Bataille completes Inner Experience during the summer of the same year. At that time, he is staying with Marcel Moré’s mother at Boussy-le-Chatêau. It is published by Raymond Queneau, an old friend of Bataille's with whom relations have lately cooled.
He stays in a village called Panilleuse with Denise Rollin.
He writes The Dead Man.
Bataille's illness leads him to lose his job with the Bibliothèque Nationale.
'Nietzsche's Laughter' published in Exercice du silence, Brussels.
Denise Rollin leaves Paris for Drugeac; Bataille follows her, accompanied by his daughter Laurence, 10, and by his old friend André Masson and his wife Rose. Towards the end of the year, Bataille moves out of the flat he had shared with Laure. He takes a new flat in Paris at 259 rue Saint-Honoré in December (Paris VIII).
Gives the lecture 'Socratic College' (note that the date given in the Oeuvres completes is incorrect) which sets out a proposal to organise his discussion readings on a more programmatic basis. This move is rejected by the participants. In Inner Experience, he gives a summary of discussions that arose with Blanchot, presumably in the discussion groups.
There are three principles; experience will:
- only have its principle and end in the absence of salvation, in the renunciation of all hope
- only affirm that experience itself is the authority (but all authority expiates itself)
- only be a contestation of itself and nonknowledge.
This is nicely summarised by Stuart Kendall, one of the editors of The Unfinished System of Nonknowledge:
Their initial proposals were three: they held to the rejection of all hope for salvation, indeed all hope of any kind, the acceptance of experience itself as the only value and authority, and the recognition that experience meant self-expiation.
1943
Inner Experience is published. Camus' The Myth of Sisyphus and Sartre's Being and Nothingness are published in the same year.
In March, moves to 59 rue Saint-Étienne in the village Vézelay with Denise Rollin and her 4-year-old son. His daughter, Laurence, now 13, moves with them. The house is ramshackle; the village austere. Between March and October, Bataille embarks on an affair with the Canadian born, half-Russian and half-English Diane Kotchoubey, an admirer of Inner Experience. She is 23, and has a 3 year old daughter. Diane Kotchoubey and Denise Rollin apparently are joined for a while with Bataille in a ménage-a-trois.
Bataille finishes Guilty in May 1943. In the same month, 'Nom de Dieu', a text written by the Surrealists, argues Inner Experience evidences a simple minded idealism.

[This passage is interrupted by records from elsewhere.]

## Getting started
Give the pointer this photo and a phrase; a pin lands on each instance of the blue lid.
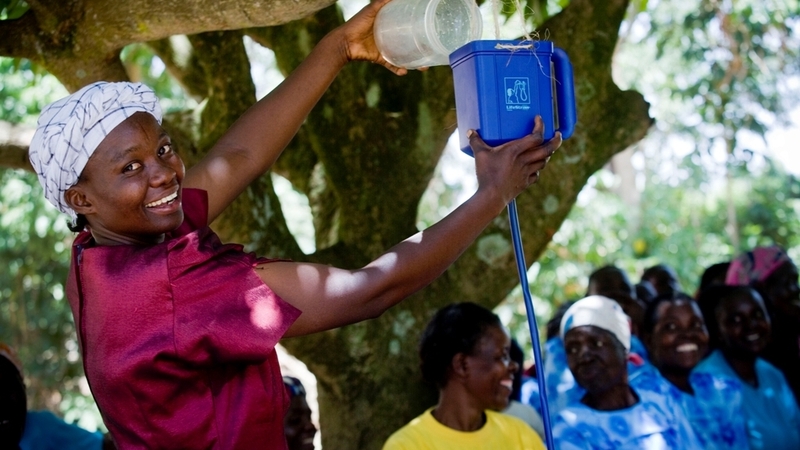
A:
(496, 47)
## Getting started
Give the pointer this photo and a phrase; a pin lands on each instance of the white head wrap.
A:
(601, 312)
(69, 131)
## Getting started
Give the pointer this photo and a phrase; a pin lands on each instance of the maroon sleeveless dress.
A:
(178, 339)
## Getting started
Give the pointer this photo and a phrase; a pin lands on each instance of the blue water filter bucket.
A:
(501, 86)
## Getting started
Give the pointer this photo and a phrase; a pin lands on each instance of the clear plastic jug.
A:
(423, 33)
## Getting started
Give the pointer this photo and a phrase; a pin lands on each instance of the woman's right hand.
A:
(358, 39)
(511, 167)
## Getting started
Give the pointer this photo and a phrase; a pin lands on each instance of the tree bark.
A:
(364, 157)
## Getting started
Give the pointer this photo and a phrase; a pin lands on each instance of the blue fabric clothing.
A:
(45, 431)
(561, 386)
(772, 417)
(655, 422)
(714, 411)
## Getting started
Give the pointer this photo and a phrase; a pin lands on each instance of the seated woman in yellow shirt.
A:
(465, 352)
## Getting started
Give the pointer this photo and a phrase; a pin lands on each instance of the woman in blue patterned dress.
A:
(677, 339)
(741, 327)
(612, 414)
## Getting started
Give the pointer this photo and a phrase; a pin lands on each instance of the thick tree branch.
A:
(180, 58)
(149, 20)
(18, 37)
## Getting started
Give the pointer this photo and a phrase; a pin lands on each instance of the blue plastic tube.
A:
(522, 269)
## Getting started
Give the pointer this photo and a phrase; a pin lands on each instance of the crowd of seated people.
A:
(634, 366)
(629, 366)
(713, 370)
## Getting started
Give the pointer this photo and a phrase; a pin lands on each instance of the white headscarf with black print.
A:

Blanchot reviews Inner Experience in Journal des débats in May.
Sartre publishes a long, unfavourable review of Inner Experience in Cahiers du Sud. Bataille's reply is found what will be published in 1945 as On Nietzsche.
Bataille splits up from Rollin after returning with her to Paris. Kotchoubey had already returned to Paris. Bataille finds lodgings with the painter Balthus through Pierre Klossowski, and spends the winter at Balthus's studio at 3 cour de Rohan. Bataille is at real risk from Kotchoubey’s husband.
1944
He regularly meets, as he is accustomed to do, with friends like Leiris and Queneau. He co-writes a film script, now lost. His co-author leaves the following record of Bataille’s appearance:
A very handsome face, a gentle voice, a very abstract way of moving in space, at once present and absent. When he spoke about the most everyday things, the impression he gave, without being aware of it, was that he was about to impart something of the utmost importance.

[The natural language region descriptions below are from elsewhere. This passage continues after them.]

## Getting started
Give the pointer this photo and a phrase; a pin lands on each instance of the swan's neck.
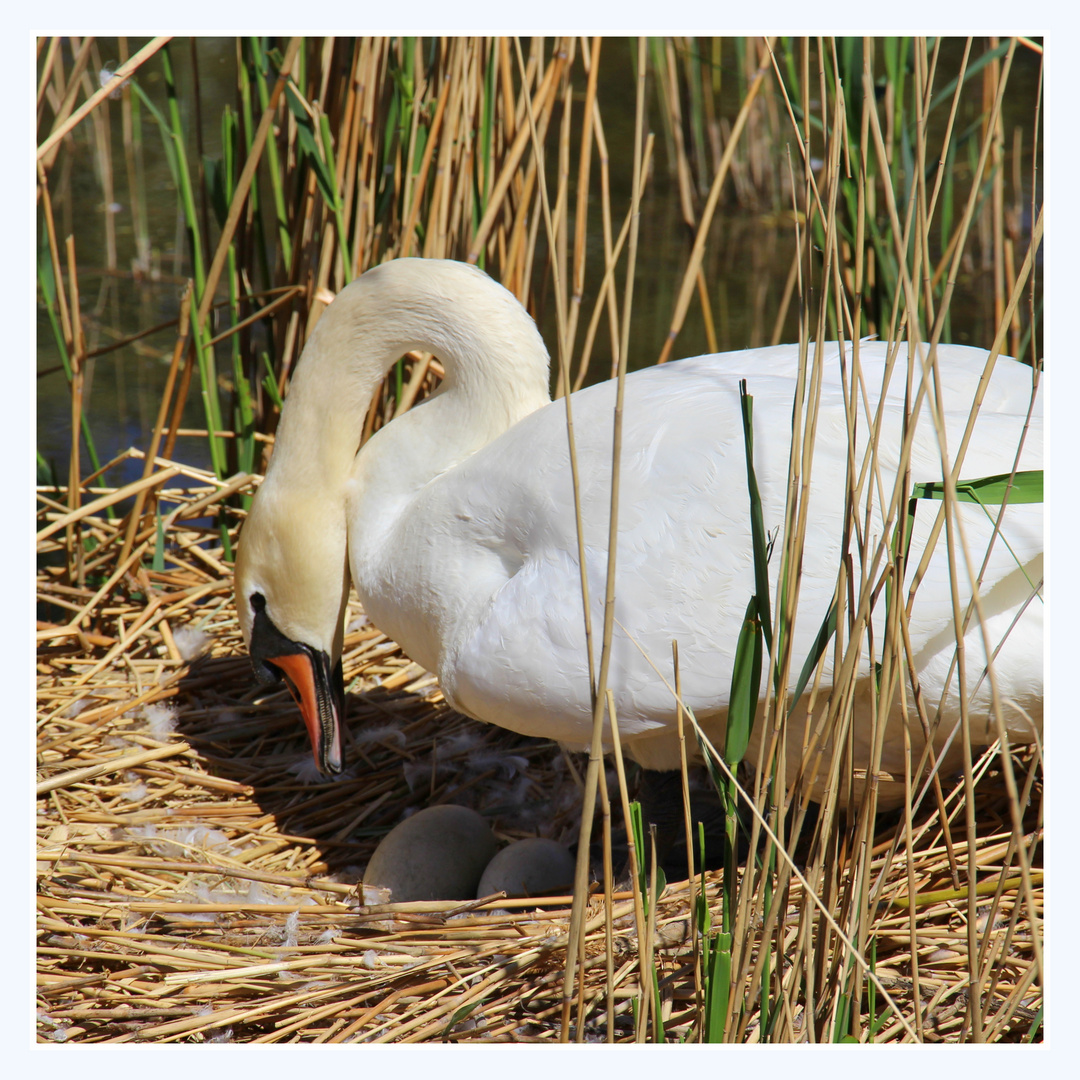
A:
(495, 360)
(308, 510)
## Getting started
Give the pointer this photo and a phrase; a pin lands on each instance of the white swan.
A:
(457, 524)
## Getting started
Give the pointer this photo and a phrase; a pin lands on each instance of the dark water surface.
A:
(746, 261)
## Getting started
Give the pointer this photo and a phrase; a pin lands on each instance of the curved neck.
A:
(495, 360)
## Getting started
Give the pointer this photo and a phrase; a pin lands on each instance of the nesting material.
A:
(192, 888)
(439, 853)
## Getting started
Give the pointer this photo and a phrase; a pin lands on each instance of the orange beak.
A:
(320, 694)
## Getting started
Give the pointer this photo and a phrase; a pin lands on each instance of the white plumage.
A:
(462, 543)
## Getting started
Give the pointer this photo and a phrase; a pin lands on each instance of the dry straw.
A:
(196, 881)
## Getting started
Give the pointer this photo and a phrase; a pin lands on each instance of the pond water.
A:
(746, 262)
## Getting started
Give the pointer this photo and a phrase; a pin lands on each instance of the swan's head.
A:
(291, 585)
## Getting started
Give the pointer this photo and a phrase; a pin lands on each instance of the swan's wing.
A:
(516, 652)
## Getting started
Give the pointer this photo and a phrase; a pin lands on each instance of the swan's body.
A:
(461, 539)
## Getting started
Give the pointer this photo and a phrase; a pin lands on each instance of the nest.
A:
(197, 880)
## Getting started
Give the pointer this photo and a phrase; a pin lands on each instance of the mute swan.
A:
(456, 524)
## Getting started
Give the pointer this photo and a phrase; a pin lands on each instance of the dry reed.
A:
(196, 883)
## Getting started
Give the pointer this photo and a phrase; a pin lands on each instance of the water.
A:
(747, 259)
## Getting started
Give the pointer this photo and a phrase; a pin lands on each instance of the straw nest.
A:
(197, 882)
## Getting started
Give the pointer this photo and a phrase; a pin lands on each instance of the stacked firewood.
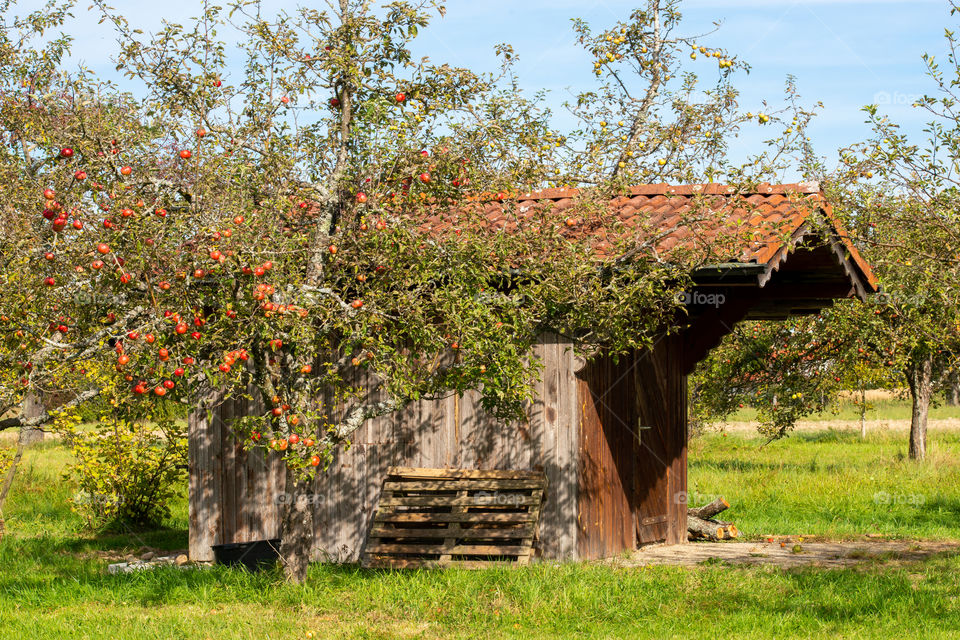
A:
(701, 524)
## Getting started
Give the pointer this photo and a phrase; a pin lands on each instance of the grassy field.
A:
(53, 581)
(881, 405)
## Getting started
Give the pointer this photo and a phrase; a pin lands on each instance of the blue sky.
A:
(844, 53)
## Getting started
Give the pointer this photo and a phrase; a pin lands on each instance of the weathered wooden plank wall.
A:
(234, 496)
(661, 450)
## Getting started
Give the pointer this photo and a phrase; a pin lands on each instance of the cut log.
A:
(704, 529)
(707, 511)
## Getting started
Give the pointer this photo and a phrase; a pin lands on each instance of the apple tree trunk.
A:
(953, 391)
(920, 379)
(296, 529)
(32, 407)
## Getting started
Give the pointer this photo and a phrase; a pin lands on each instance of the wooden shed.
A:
(611, 437)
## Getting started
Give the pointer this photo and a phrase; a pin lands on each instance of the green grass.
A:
(53, 582)
(830, 483)
(892, 408)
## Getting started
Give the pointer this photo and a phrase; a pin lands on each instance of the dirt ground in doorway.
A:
(787, 552)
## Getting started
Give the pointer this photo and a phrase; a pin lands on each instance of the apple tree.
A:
(218, 231)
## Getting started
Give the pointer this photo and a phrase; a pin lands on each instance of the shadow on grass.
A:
(746, 466)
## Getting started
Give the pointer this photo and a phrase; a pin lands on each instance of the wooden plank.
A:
(475, 517)
(502, 484)
(413, 472)
(510, 501)
(451, 532)
(437, 549)
(419, 563)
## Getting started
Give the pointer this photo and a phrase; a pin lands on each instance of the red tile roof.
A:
(713, 221)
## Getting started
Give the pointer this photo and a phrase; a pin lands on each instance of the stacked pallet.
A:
(455, 517)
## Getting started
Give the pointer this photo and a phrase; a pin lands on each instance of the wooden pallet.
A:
(455, 517)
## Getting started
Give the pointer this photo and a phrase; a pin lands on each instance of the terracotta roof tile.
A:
(772, 213)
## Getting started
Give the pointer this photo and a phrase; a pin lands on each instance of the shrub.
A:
(127, 474)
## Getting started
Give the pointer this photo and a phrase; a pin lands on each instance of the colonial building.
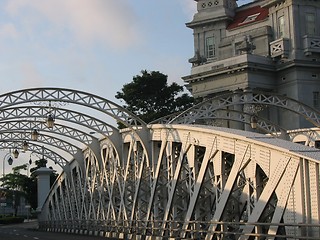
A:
(268, 45)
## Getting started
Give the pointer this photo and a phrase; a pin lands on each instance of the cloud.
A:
(89, 21)
(189, 7)
(8, 30)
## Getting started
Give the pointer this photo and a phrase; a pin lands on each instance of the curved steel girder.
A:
(60, 130)
(59, 143)
(60, 114)
(39, 149)
(205, 109)
(71, 96)
(237, 116)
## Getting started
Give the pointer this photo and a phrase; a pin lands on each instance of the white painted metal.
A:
(197, 182)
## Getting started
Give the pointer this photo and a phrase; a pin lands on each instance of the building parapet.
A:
(311, 44)
(240, 60)
(280, 48)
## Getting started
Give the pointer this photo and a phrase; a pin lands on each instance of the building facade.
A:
(267, 45)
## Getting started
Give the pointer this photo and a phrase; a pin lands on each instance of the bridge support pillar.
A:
(43, 179)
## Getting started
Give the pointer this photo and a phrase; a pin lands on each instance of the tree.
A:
(150, 97)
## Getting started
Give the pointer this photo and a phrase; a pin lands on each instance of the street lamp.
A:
(50, 118)
(15, 153)
(254, 121)
(10, 161)
(34, 134)
(50, 121)
(25, 146)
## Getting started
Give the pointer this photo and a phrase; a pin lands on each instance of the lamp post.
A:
(10, 161)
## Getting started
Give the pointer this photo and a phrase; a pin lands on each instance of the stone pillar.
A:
(43, 177)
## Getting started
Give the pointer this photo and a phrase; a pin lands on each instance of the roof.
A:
(248, 16)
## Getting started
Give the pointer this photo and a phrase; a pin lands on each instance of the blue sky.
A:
(92, 45)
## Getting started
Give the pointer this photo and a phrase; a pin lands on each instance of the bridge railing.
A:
(128, 229)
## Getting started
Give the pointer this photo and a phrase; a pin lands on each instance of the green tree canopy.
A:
(150, 97)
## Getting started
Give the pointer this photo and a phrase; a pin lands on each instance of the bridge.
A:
(216, 171)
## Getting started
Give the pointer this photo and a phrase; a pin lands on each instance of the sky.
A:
(95, 46)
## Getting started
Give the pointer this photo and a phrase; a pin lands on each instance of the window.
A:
(310, 24)
(316, 99)
(210, 47)
(251, 18)
(281, 27)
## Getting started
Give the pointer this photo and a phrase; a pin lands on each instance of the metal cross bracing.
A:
(70, 96)
(33, 112)
(14, 116)
(197, 182)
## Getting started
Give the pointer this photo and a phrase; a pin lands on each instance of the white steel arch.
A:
(197, 182)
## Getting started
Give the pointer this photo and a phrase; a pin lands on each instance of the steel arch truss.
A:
(196, 183)
(250, 101)
(70, 96)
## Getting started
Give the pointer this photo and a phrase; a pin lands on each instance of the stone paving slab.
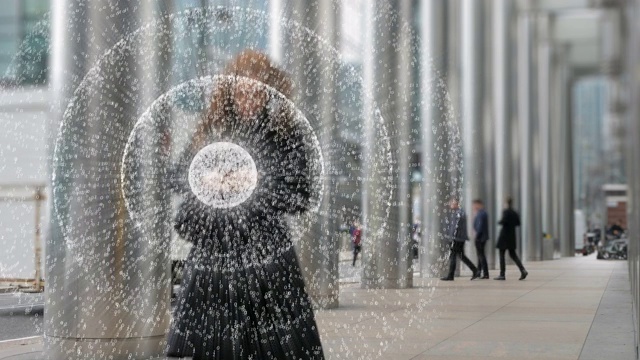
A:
(572, 308)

He publishes Memorandum, a collage of Nietzsche’s later writings.
Bataille keeps the diaries that will comprise a large part of On Nietzsche.

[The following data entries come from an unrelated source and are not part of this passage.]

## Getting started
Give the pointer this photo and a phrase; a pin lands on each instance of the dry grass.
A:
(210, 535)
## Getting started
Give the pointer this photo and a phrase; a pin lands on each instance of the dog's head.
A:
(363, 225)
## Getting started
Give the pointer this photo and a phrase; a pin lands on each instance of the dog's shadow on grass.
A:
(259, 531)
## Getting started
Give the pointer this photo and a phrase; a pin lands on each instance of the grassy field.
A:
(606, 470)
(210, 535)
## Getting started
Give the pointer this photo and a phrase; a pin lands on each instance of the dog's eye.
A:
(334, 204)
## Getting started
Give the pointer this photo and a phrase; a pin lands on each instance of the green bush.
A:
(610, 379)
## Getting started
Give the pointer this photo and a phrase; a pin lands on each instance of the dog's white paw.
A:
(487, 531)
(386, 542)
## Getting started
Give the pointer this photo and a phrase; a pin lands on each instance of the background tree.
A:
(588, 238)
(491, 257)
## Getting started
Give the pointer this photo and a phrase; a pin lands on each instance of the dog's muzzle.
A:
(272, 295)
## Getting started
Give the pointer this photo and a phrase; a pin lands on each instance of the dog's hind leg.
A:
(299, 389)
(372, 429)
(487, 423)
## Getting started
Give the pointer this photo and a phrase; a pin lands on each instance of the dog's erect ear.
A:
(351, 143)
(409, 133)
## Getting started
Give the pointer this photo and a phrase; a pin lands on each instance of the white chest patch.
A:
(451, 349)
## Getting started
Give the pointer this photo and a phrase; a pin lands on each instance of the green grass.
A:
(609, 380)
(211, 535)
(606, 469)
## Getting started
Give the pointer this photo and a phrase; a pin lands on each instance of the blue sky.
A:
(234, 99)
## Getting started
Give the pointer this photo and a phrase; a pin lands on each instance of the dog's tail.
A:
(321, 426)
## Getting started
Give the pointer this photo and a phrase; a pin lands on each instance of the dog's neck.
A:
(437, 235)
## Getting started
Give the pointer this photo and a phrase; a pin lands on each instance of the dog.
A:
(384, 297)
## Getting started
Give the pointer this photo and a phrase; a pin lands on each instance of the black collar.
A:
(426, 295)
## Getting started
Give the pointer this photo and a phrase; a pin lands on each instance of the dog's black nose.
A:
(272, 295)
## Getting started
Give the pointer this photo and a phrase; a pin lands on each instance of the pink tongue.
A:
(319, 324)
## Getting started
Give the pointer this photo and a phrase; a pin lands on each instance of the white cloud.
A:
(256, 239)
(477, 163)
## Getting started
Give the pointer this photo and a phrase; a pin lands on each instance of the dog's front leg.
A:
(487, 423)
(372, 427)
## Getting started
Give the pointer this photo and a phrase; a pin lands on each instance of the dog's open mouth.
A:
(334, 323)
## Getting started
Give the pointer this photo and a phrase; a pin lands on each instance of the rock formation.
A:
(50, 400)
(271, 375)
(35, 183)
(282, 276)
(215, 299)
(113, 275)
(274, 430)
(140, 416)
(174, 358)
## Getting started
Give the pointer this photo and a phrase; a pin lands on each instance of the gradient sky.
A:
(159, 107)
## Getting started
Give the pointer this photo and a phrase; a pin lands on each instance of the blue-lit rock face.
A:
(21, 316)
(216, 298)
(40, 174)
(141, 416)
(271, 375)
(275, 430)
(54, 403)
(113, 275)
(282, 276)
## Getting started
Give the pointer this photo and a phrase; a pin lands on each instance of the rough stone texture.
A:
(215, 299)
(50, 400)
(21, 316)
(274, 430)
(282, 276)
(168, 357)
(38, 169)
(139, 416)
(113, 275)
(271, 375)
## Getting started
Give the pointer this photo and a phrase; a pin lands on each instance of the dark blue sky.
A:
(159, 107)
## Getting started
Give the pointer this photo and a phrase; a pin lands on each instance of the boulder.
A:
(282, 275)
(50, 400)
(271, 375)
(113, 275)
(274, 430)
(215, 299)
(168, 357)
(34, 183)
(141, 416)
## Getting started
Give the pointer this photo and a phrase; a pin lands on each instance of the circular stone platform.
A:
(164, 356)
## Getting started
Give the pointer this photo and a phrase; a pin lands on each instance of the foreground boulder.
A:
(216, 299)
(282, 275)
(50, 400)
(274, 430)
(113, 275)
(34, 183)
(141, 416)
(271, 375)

In March, Bataille gives the lecture, 'Discussion on Sin', based on the 'Summit and Decline' section on what would be published as On Nietzsche. Sartre, Klossowski, Blanchot and many others present. Here, Bataille meets Sartre for the first time. The men meet on several occasions thereafter.
In April 1944, he leaves the studio, moving out of Paris to the rue de Coin-Musard in Samois, near Fontainebleau, close to the house Diane Kotchoubey was living in. He visits her by bike. At the time he is often alone and miserable.
Marcel reviews Inner Experience more or less favourably. But he accuses Bataille of complacency and self-satisfaction.
Guilty is published.
Bataille is very ill in this period. He writes Julie. He also begins to write poetry, mostly at Samois. Some bear witness to his love for Diane Kotchoubey. He publishes Alleluia, a collection of poems, apparently reply to the questions she asked him (so Surya).
In October, he leaves Samois for Paris, taking a flat at 16 rue de Condé. He spends winter 1944-1945 there.
1945
In early 1945, Bataille leaves Paris for Vézelay, where he will live for several years with Kotchoubey, who had left her husband. He will remain there until 1949.
On Nietzsche published.
Blanchot commences an apparently largely epistolatory affair with Denise Rollin, which will continue until her death in 1978.
Just after the war, the journal Fontaine publishes extracts from 'Method of Meditation' under the title 'Devant un ciel vide', 'Before an Empty Sky'. Alongside this text, Bataille is also writing the fictional texts that will appear first as The Hatred of Poetry and, later, as The Impossible. He befriends Giacometti, Michaux and Merleau-Ponty and begin editing Critique. The Hatred of Poetry appears in 1947.